2. Review your API key storage. If Claude Code (or any AI assistant) has access to API keys, verify those credentials are stored in a dedicated secrets manager, not in environment variables or configuration files. Rotate any keys that might have been exposed.

3. Implement repository vetting. Before cloning any repository—especially for evaluation or dependency review—run it through a sandbox environment without AI assistant access. This applies to open source dependencies, contractor code, and third-party integrations.

Architectural changes:

4. Treat configuration files as untrusted input. Your code review process should flag any tool that processes external configuration files without validation. This includes build tools, linters, formatters, and AI assistants. If it reads a config file, it must validate that file.

5. Enforce principle of least privilege for development tools. Your AI assistant doesn't need access to production credentials, SSH keys, or cloud provider tokens. Create isolated credential scopes for development tooling. If Claude Code is compromised, the blast radius should be limited to development resources.

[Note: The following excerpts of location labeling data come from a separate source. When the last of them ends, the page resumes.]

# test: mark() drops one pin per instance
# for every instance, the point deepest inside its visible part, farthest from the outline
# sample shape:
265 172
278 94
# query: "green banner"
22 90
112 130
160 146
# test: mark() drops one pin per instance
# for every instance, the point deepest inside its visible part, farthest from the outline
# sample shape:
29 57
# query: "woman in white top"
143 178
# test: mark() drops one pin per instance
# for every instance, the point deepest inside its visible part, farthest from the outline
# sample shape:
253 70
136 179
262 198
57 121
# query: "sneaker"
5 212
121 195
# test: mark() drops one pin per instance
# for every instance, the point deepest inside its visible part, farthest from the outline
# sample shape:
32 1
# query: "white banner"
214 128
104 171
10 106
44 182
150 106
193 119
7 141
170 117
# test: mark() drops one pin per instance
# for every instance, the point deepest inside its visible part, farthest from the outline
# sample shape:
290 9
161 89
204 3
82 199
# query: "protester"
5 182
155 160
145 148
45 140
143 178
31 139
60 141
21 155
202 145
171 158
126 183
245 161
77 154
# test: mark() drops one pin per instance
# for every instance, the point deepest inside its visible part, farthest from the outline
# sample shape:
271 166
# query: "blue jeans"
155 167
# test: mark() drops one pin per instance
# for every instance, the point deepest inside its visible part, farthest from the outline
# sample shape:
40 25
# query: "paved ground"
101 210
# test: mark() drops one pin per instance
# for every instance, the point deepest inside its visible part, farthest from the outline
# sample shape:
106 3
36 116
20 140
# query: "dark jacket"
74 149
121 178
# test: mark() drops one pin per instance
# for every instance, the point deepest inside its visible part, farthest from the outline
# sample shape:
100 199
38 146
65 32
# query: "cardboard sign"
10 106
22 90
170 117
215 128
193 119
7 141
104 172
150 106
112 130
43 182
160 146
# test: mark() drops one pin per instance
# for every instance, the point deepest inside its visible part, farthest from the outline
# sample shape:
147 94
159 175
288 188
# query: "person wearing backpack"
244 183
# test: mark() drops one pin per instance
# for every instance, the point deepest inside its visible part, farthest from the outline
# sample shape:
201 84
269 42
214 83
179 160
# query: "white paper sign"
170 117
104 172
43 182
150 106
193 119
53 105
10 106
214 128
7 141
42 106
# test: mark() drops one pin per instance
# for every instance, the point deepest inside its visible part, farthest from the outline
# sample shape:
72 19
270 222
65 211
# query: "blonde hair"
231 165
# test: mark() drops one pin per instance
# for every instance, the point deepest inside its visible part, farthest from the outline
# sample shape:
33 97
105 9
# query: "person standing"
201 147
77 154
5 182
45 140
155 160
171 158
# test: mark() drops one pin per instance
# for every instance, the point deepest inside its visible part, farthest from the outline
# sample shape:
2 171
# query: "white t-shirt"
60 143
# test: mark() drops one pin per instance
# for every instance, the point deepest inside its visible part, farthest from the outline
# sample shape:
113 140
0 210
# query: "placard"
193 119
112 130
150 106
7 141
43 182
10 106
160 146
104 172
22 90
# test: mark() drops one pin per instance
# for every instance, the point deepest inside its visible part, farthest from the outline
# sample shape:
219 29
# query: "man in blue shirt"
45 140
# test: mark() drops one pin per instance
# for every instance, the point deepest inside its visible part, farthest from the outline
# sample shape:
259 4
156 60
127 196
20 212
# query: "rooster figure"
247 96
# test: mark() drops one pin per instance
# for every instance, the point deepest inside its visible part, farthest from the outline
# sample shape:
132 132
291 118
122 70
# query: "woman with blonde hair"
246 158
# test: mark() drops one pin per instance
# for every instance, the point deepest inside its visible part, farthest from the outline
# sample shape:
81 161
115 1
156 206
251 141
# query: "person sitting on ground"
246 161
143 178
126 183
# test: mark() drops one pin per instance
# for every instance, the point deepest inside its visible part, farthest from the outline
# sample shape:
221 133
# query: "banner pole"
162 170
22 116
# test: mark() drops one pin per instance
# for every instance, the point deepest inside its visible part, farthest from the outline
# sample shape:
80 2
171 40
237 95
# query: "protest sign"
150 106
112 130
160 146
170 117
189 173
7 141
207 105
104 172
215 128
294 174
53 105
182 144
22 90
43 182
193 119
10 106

6. Map your AI tool attack surface. Document every AI-powered tool in your development pipeline: code completion, PR review bots, automated testing assistants. For each tool, identify what data it accesses and what commands it can execute. This becomes your risk register for AI tooling.

Process improvements:

7. Update your threat model. Configuration files are now execution layers. Your threat model should explicitly address scenarios where attackers compromise repositories to deliver malicious configuration that targets development tools. This changes how you evaluate repository trust.

8. Require security review for AI tool adoption. Before your team adopts any AI-powered development tool, security engineering must review its input validation, credential access, and execution model. The approval process for AI assistants should match the rigor you apply to production dependencies.

9. Monitor for configuration file anomalies. Your EDR or file integrity monitoring should alert on unexpected configuration file modifications, especially in recently cloned repositories. A .claude.json file that appears immediately after git clone deserves scrutiny.

The core lesson: AI-powered development tools expand your attack surface by turning passive files into active execution contexts. Configuration files that once provided harmless metadata now influence what commands run on your developers' machines. Your security controls must evolve to match this new reality.